I put her envelope on the scale and began repeating the steps. When it got to the screen asking whether the item contained anything dangerous or flammable, I toyed with the idea of not asking her. But I figured I'd better, because if she wound up being a terrorist in a REALLY good disguise, I didn't want the FBI reviewing the security footage and saying, "Oh, track that bitch in the Silent Hill shirt down, she's totally in on it!"

"Okay, now it's asking if this contains anything weird in it. No, right?" I laughed, but she seemed offended.

"Of course not!" she said. "It's just a form that I need to mail right away."

Finally I reached the screen where it asked for a credit or debit card, and a green bar of light began blinking above the card reader. I didn't think she'd want to hand me her credit card, so I said, "Now you just need to insert your card."

She took out an American Express and...wiped it over the video screen.

Biting back a giggle, I said, "No, just put it in the slot."


"No, just below, further down..."

"Here?" she asked, trying to put it in the slot where the receipt comes out.

I pressed my lips into a tight seam, trying to keep from bursting into hysterical laughter. "May I?" I asked, holding out my hand. She gave me the card, and I finished the process. I gave the card back, put the label on the envelope, and put it in the mailbox with a flourish. I even reopened the door so she could see that it had gone down all the way.

"Oh, thank you so much!" she said. "You've been so helpful."

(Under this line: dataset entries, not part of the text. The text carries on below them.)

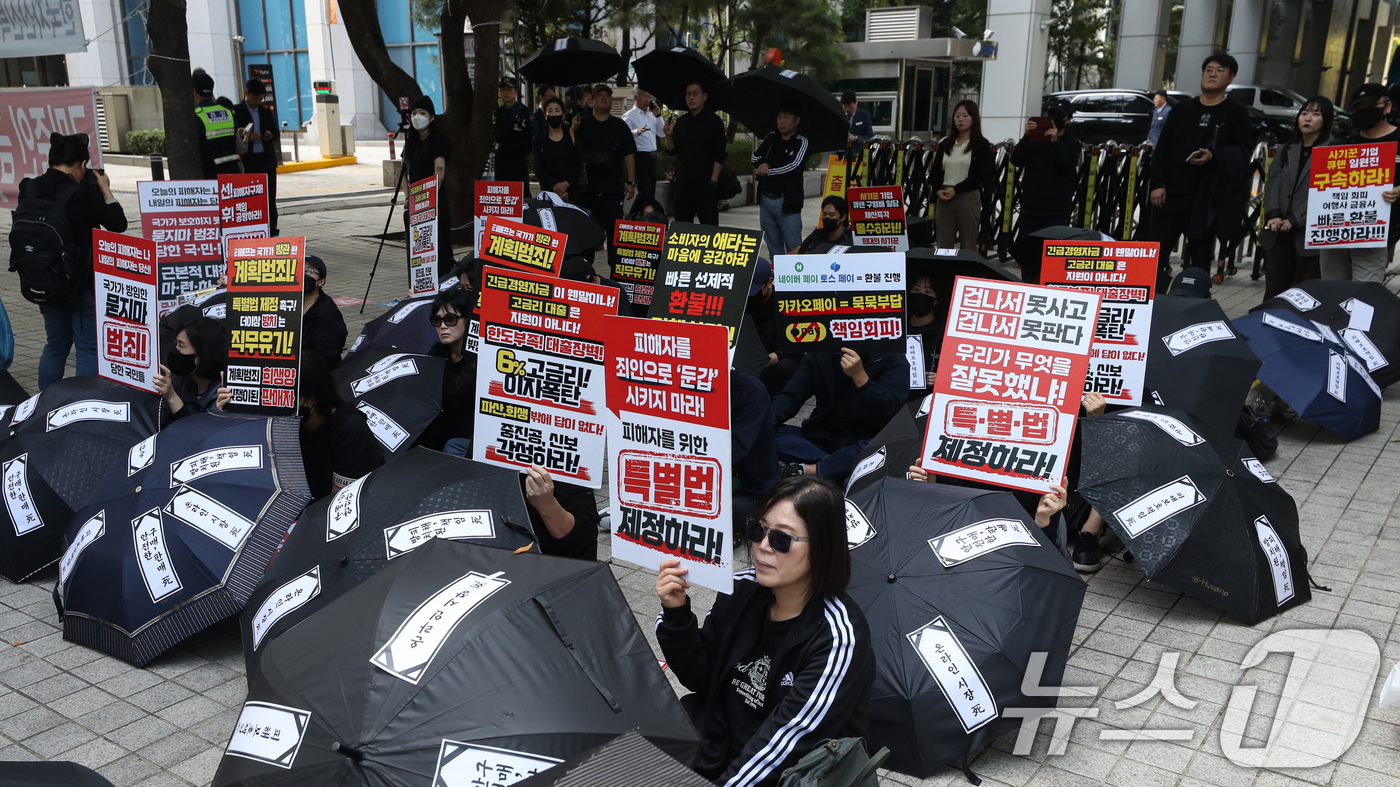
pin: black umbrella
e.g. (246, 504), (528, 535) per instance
(53, 413), (311, 667)
(846, 478), (1085, 777)
(0, 377), (160, 583)
(239, 447), (539, 675)
(214, 538), (699, 787)
(333, 347), (447, 455)
(521, 38), (627, 85)
(711, 66), (851, 153)
(1079, 408), (1312, 626)
(631, 46), (728, 110)
(1142, 298), (1260, 434)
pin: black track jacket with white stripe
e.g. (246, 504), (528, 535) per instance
(657, 570), (875, 787)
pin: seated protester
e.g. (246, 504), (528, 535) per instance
(301, 255), (350, 368)
(301, 353), (384, 500)
(657, 478), (875, 787)
(151, 316), (232, 420)
(773, 347), (909, 480)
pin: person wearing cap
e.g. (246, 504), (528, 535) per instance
(190, 69), (242, 181)
(493, 77), (538, 197)
(1317, 83), (1400, 281)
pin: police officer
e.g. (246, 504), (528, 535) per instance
(190, 69), (242, 179)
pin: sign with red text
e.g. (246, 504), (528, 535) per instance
(472, 267), (622, 489)
(920, 276), (1099, 492)
(92, 230), (160, 394)
(603, 316), (734, 594)
(1040, 241), (1158, 406)
(1305, 141), (1396, 249)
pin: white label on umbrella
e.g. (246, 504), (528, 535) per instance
(252, 566), (321, 650)
(433, 738), (564, 787)
(384, 511), (496, 560)
(165, 486), (253, 552)
(1278, 287), (1322, 311)
(1162, 319), (1235, 356)
(928, 520), (1040, 569)
(354, 402), (409, 451)
(59, 508), (106, 585)
(224, 700), (311, 769)
(326, 476), (370, 543)
(350, 358), (419, 396)
(1263, 311), (1322, 342)
(1254, 517), (1294, 606)
(846, 500), (875, 549)
(4, 454), (43, 535)
(909, 615), (1001, 732)
(1113, 476), (1205, 538)
(171, 445), (262, 487)
(1119, 410), (1205, 445)
(370, 571), (511, 685)
(132, 508), (181, 602)
(45, 399), (132, 431)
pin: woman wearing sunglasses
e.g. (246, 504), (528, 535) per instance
(657, 476), (875, 787)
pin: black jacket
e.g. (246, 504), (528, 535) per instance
(657, 569), (875, 787)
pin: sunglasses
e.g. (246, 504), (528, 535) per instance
(749, 520), (812, 555)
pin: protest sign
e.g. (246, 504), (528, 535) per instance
(92, 230), (160, 394)
(476, 216), (568, 276)
(603, 316), (734, 594)
(1040, 241), (1158, 406)
(846, 186), (909, 252)
(409, 175), (436, 298)
(224, 238), (307, 415)
(1305, 141), (1396, 249)
(472, 267), (620, 489)
(920, 276), (1099, 492)
(647, 221), (763, 347)
(136, 181), (225, 316)
(608, 218), (666, 307)
(773, 252), (904, 353)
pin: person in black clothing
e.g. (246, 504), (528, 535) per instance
(301, 255), (350, 368)
(20, 134), (126, 391)
(664, 83), (725, 224)
(655, 478), (875, 787)
(1151, 53), (1254, 290)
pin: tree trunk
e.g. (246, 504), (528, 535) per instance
(146, 0), (204, 181)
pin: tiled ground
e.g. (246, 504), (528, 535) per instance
(0, 166), (1400, 787)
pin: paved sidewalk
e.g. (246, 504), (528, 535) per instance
(0, 191), (1400, 787)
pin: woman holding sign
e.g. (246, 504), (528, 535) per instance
(657, 476), (875, 786)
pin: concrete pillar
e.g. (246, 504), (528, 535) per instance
(980, 0), (1054, 143)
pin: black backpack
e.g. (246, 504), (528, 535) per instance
(10, 181), (83, 305)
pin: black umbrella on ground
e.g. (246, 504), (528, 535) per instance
(332, 347), (447, 455)
(53, 413), (311, 667)
(1079, 408), (1312, 626)
(521, 38), (627, 85)
(214, 538), (699, 787)
(846, 478), (1085, 777)
(0, 377), (160, 583)
(1142, 298), (1260, 434)
(711, 66), (851, 153)
(239, 447), (539, 675)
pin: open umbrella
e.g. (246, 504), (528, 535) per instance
(1232, 309), (1382, 440)
(521, 38), (627, 85)
(714, 66), (851, 153)
(214, 538), (699, 787)
(1142, 298), (1260, 434)
(241, 447), (539, 675)
(53, 413), (311, 667)
(1079, 408), (1312, 626)
(333, 347), (447, 455)
(846, 478), (1085, 777)
(0, 377), (160, 583)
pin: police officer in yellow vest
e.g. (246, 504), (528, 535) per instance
(190, 70), (242, 179)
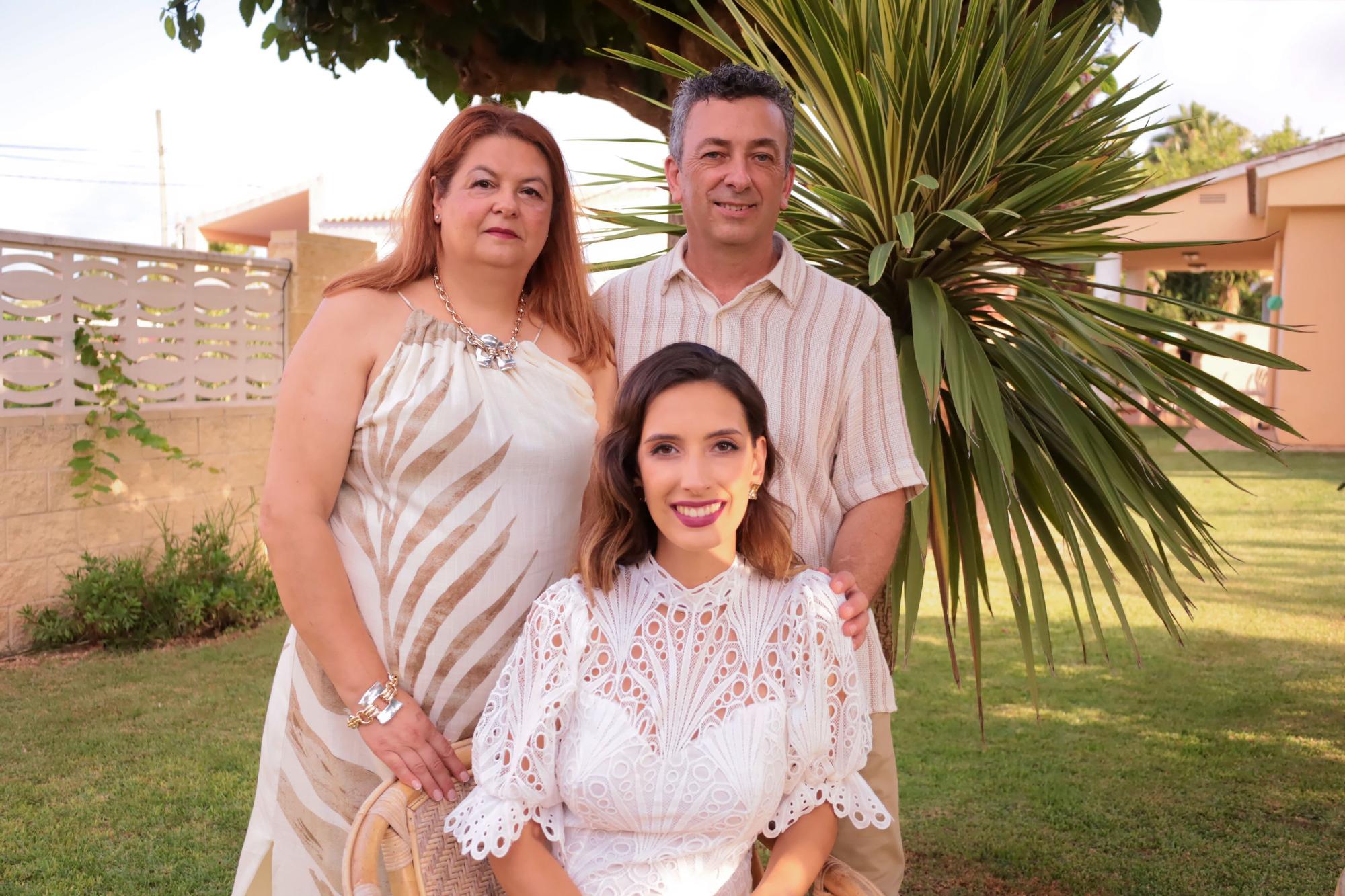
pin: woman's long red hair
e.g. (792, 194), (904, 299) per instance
(323, 104), (613, 370)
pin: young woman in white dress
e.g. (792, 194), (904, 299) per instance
(445, 343), (892, 896)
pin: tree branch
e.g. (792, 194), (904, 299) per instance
(457, 36), (668, 133)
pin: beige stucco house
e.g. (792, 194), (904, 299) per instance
(1096, 134), (1345, 448)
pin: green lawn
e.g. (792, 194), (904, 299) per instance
(894, 430), (1345, 895)
(0, 430), (1345, 893)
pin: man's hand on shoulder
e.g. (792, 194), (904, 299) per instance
(818, 567), (869, 650)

I held the door open for her, and we walked out into the warm California night. A man stood there, smoking a cigarette, and when he saw us, he dropped it on the ground and crushed it under his foot.

"All set, Ma?" he asked.

"All done!" she said. "I couldn't figure out the machine, so this young woman was nice enough to help me." She turned to me and said, "Goodnight, dear!"

"Goodnight," I said, and started walking back to my car, filled with warm fuzzies over helping an elderly woman out...

...until I heard her say to her son, as he assisted her into their car, "I hope the DMV gets it tomorrow. I want my license back!"

So, to the drivers of Southern California, if you see a little old woman who looks alarmingly like Clara Peller behind the wheel of a Buick Regal, squinting at the road and weaving all over the place, I am so very sorry. I swear I didn't know what I was helping her with.

The powers that be at the Cube Farm have been trying to renegotiate our lease for the last few years. Rumors flew hot and fast about where we might wind up, and management eventually sent out an e-mail saying that, should we move, it would not be further than 10 miles away from our current location. That might not seem like much to most people, but 10 miles is my total commute each day, and I REALLY didn't want to double it.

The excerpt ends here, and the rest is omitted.